I would also like to see an example of "Corporate Libre Software", not to say that there isn't any, but at the moment I can't think of any examples.
zapper may be referring to software which is licensed under e.g. GPL v2 or v3, but is either partially or entirely corporate backed and/or developed, but I wouldn't term this "libre" software.
Corporations don't necessarily always opt for permissive licensing when developing free code. They may use the GPL licenses for a very specific reason for a certain project, as they want to harness and abuse the viral nature of GPL. In some cases a permissive licence is not just the "best" option for such projects, but it's a necessity, as they would rather "disown" the code and just put it out there, than deal with all the GPL entanglement pitfalls. In certain other cases, using GPL means your competitor(s) can't reuse the code without making all of their changes and additions available under the same license - so licensing GPL makes more sense, than e.g. ISC, MIT or 2 clause BSD, where you're effectively just giving the code away.

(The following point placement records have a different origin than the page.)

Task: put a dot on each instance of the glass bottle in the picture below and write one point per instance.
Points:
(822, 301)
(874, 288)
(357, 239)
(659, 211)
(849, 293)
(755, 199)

In other examples the license becomes almost irrelevant due to the a hideously complex code base, bespoke build system and an overall design which makes portability next to impossible.
Many large projects, such as Android, were designed in such as way that the GPL parts (the kernel some other elements) are deliberately masked from the rest of the OS, by LGPL and permissive licensed code.. If you read the earlier presentations on Android's design, it's all in there.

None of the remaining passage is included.